Erwin reached down with one thick hand. Carolyn took it. He lifted her easily.

“What's wrong with him?” He poked David with a finger. He spun easily, a foot or two off the ground.

“Don't do that,” she said. “Let me in there for a second, would you?”

Erwin looked at her, then shrugged and stepped back.

She stopped David's spinning, then turned him so she could examine the wound. It would certainly have been fatal, even for one such as David. The left side of his head was missing. “Good shot,” she said, “almost perfect, really.” She flicked her eyes at Erwin. “The angle was a little off, but that was my fault. We were supposed to be at a seven degree angle to you, but it was more like nine. It was tough to focus with that darn spear hole in my leg.”

“Yeah,” Erwin said slowly. “I 'spect it was. How'd you know I'd—”

“Command Sergeant Major Erwin Charles Leffington, US Army, retired. Born April 8, 1965, late of the Eighty-Second Airborne. Before that, two years in US Army Marksmanship Unit. When was the last time you missed a shot, Erwin?”

“Before tonight, you mean?” David had allowed Erwin to empty the pistol at him before they arrived, for sport. “I don't remember exactly,” he said. “It's been a while.”

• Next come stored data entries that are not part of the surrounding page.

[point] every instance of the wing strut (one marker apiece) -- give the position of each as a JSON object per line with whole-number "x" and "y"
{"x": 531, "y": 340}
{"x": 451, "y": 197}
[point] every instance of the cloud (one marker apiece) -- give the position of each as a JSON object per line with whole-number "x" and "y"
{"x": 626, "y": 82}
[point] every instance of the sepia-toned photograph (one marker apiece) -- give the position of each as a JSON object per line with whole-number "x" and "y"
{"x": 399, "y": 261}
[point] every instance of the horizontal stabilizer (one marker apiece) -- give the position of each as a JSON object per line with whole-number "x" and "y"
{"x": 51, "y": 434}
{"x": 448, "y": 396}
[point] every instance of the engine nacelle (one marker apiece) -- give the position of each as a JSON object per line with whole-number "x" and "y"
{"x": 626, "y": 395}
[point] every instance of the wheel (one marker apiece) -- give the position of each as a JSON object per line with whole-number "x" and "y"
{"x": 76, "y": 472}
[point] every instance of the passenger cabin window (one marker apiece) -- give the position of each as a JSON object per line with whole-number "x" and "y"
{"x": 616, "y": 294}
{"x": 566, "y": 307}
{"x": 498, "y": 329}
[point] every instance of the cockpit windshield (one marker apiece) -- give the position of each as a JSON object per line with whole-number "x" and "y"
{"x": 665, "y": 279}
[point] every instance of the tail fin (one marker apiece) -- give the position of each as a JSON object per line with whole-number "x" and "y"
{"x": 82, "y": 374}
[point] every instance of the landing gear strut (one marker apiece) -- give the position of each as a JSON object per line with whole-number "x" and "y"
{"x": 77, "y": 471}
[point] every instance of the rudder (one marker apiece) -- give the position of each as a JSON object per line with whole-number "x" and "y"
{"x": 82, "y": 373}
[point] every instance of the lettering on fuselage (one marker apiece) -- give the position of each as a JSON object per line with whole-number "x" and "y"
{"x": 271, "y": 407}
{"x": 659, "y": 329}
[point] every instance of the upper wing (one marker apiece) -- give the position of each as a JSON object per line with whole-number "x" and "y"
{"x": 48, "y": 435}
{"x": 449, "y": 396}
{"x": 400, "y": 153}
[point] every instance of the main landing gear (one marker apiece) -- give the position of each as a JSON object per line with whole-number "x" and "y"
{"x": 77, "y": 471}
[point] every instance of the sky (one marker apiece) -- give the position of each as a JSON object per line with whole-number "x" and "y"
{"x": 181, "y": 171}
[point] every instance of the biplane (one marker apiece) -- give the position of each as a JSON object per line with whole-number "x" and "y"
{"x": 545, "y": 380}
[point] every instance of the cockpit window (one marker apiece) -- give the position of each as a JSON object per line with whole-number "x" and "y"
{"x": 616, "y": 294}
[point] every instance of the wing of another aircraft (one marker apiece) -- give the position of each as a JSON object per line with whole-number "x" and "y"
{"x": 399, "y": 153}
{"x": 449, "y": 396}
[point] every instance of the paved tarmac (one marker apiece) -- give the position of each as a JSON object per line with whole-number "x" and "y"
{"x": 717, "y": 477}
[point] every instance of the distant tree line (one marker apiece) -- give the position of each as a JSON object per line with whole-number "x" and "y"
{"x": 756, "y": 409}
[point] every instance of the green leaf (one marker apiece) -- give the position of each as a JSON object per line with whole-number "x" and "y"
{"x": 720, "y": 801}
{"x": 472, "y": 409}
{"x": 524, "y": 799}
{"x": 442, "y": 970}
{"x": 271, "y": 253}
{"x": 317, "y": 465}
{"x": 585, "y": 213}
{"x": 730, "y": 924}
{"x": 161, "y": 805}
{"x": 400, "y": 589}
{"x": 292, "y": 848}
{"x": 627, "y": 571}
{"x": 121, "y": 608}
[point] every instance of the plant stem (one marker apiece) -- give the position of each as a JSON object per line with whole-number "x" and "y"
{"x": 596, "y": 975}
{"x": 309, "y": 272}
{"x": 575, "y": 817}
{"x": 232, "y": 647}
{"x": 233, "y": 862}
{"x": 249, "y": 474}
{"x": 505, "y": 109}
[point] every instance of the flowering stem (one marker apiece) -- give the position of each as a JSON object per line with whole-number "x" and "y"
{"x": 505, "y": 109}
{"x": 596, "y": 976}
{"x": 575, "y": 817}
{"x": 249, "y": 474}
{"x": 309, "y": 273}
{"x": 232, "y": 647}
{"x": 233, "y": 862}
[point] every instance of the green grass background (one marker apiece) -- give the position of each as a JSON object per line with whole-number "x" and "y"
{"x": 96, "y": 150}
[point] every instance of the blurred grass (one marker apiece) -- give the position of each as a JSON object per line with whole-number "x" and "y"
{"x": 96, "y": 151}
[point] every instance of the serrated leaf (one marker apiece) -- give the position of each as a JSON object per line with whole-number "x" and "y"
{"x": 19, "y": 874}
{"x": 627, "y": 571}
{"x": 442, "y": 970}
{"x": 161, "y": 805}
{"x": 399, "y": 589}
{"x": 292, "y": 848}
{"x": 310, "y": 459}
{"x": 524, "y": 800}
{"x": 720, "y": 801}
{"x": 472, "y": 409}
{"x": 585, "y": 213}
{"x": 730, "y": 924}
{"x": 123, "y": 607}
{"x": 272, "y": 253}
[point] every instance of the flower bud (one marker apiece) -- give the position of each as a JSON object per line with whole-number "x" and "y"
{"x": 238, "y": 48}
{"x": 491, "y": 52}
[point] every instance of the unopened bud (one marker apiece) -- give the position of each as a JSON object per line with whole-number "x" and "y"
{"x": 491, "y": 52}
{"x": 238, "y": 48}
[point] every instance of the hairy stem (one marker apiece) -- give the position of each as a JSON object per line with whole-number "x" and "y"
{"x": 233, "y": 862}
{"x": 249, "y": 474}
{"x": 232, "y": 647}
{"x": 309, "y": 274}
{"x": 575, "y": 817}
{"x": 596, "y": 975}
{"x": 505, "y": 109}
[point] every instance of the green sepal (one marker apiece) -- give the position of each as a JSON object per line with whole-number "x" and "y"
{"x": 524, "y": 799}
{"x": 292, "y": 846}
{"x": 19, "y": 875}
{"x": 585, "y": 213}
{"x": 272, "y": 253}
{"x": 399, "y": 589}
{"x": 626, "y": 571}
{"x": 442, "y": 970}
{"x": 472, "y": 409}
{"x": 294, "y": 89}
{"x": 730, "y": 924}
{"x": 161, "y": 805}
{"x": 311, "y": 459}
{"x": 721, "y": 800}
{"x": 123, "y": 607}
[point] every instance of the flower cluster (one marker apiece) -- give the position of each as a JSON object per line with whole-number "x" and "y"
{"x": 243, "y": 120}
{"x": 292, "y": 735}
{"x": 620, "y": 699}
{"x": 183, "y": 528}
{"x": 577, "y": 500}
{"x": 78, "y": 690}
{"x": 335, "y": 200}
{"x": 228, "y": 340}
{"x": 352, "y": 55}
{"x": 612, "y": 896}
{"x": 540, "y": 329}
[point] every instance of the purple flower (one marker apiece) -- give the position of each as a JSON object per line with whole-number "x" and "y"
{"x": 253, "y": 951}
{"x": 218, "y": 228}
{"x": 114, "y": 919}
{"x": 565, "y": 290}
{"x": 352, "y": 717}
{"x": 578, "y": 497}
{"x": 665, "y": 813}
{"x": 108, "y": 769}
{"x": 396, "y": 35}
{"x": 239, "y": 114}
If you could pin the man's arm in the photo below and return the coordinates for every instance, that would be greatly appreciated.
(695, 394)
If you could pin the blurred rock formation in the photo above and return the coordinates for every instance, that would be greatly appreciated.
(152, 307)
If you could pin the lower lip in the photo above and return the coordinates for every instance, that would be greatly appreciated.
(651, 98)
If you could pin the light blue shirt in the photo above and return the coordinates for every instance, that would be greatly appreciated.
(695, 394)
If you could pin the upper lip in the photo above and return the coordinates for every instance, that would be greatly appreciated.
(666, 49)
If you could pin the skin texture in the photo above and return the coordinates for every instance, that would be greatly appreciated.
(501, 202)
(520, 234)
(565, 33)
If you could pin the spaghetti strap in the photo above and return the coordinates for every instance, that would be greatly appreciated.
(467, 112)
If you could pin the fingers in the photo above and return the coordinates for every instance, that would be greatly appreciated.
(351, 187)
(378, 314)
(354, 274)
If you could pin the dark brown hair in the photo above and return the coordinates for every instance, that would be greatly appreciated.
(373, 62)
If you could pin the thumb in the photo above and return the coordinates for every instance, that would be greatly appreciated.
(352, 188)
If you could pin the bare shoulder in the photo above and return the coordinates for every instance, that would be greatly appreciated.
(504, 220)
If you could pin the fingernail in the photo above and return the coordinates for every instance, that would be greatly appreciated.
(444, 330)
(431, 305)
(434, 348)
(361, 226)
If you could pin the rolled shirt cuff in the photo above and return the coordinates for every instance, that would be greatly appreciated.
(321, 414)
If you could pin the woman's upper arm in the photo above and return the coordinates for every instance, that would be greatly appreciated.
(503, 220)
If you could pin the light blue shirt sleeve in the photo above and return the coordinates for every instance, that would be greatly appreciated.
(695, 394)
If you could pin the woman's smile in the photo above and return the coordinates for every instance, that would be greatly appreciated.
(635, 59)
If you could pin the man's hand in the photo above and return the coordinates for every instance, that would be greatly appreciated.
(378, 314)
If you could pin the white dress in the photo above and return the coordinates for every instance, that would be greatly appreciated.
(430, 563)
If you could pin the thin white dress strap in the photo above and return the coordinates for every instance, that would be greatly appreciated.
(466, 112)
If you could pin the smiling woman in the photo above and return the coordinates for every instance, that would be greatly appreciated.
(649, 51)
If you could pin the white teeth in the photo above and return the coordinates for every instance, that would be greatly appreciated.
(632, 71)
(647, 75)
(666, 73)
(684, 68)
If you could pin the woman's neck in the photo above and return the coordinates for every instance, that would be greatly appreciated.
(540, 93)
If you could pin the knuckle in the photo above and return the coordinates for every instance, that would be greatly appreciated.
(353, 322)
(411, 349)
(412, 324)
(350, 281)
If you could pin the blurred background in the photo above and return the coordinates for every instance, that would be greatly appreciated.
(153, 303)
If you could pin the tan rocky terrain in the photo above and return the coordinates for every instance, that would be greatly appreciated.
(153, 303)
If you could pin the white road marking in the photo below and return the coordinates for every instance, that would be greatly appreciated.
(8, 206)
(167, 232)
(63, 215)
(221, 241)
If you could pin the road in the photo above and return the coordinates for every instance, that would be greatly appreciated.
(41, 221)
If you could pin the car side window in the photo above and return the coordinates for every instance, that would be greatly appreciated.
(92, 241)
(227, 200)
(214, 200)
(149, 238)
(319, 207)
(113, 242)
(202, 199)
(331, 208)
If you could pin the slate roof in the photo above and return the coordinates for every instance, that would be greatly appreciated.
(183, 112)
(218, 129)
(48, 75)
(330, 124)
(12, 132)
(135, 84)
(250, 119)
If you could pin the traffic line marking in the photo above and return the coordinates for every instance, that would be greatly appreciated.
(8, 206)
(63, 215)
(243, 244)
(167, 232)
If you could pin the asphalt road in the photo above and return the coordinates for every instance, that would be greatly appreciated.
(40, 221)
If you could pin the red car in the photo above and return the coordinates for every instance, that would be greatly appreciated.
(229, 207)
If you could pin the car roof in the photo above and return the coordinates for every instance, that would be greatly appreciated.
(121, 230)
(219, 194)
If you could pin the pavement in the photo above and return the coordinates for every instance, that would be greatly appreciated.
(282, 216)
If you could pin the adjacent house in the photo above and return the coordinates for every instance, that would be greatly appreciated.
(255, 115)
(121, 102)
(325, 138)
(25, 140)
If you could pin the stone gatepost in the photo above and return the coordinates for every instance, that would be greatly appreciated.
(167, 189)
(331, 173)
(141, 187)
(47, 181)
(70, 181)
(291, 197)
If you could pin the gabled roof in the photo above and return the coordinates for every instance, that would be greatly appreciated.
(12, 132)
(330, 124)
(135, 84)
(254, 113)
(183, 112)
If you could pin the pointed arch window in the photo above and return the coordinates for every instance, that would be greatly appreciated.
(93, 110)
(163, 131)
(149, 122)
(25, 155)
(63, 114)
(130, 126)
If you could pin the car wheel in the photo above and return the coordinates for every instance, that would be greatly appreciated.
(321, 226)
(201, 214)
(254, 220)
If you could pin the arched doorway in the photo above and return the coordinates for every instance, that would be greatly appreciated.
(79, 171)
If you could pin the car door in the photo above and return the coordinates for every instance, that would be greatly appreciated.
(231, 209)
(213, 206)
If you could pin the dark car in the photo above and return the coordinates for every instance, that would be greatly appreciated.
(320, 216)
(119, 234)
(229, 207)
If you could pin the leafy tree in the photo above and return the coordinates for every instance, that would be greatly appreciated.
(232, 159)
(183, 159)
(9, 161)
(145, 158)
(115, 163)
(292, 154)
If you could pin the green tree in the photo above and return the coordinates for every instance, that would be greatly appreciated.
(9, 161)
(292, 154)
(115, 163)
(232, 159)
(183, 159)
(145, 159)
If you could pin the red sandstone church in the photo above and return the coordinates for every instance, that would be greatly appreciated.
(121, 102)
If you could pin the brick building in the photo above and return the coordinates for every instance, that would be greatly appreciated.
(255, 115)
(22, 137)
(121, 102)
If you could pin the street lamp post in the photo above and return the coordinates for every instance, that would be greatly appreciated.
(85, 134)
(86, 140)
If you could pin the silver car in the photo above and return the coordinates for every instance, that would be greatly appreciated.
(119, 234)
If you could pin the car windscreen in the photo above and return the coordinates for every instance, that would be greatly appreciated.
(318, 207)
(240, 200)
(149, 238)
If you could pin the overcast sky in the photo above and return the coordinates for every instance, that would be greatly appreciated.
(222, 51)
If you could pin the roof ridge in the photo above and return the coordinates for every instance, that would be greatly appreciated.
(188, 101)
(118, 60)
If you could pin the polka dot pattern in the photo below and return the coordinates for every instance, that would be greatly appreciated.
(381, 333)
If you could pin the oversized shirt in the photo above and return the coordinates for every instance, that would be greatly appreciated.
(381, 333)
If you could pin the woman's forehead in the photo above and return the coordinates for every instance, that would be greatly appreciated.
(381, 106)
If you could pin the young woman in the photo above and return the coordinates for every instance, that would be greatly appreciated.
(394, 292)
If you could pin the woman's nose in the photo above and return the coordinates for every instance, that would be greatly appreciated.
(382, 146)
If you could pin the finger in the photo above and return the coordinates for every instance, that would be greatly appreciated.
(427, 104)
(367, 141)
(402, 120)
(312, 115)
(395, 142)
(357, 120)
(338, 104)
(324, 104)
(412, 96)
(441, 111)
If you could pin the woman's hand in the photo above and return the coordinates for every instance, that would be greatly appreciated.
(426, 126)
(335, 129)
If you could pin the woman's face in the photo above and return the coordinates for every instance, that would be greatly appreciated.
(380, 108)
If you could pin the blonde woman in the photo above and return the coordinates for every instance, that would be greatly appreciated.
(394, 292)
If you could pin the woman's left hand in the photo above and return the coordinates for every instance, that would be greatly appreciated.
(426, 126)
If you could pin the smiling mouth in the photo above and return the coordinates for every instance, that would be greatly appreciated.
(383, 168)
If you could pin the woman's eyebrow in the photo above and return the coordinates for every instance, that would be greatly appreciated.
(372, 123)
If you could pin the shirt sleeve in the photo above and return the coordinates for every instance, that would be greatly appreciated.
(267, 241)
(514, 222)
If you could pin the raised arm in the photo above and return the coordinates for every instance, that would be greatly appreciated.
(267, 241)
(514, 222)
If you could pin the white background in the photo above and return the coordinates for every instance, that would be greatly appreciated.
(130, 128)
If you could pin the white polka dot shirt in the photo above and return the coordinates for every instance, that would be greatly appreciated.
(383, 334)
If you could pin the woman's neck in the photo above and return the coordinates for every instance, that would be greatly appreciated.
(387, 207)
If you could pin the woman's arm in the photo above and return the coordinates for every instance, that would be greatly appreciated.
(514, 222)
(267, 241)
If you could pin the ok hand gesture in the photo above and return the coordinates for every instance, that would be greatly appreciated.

“Don't beat yourself up about it. You couldn't have hit him earlier. No one could. Come over here; let me take a look at that leg.” She squatted down to examine the cut in Erwin's thigh. “You're OK. No arterial bleeding. He was going to play with you for a while.” She lay back on the
street. “I'm sorry about that. I had to wait until you were pretty beaten down. That way he wouldn't consider you a threat.”

“ 'Saright. Don't mind takin' some licks in a good cause.” Erwin spat. “And that guy was a real asshole.”

“You have no idea.” Carolyn closed her eyes, collecting herself.
I did it
, she thought again.
I really, actually did
.

“So…what did I miss?” Steve asked. He and Naga were walking down the road from the direction of the Library. “What happened here?”


Dammit
, Steve!” Carolyn said. “I told you to wait in the Library. Don't you
ever
listen?”

“You're not the boss of me.”

Erwin looked over his shoulder. “Hey, kid. How ya doin'?”

Steve gave him a little wave. “C'mon, don't keep me in suspense. What happened?”

“Well,” Erwin said, “basically that asshole there was all strangling her, so I kinda shot him a little. In the face, like.”

“Thanks, by the way,” Carolyn said.

Steve furrowed his brow, confused. “How'd you manage that? When we rolled up you had just run out of bullets.”

“I wondered about that myself,” Erwin said. “It was the damnedest thing. So, like, when you guys showed up the big dude just dropped me. I was too punchy to fight. I was gonna fall back to that house over there”—he pointed at the only house on the street with lights on—“and call for backup. In training, they drilled it into us never to leave a weapon on the field—I used to beat the shit out of guys for that—so on the way I grabbed my pistol, even though it was empty. Kind of by reflex, like.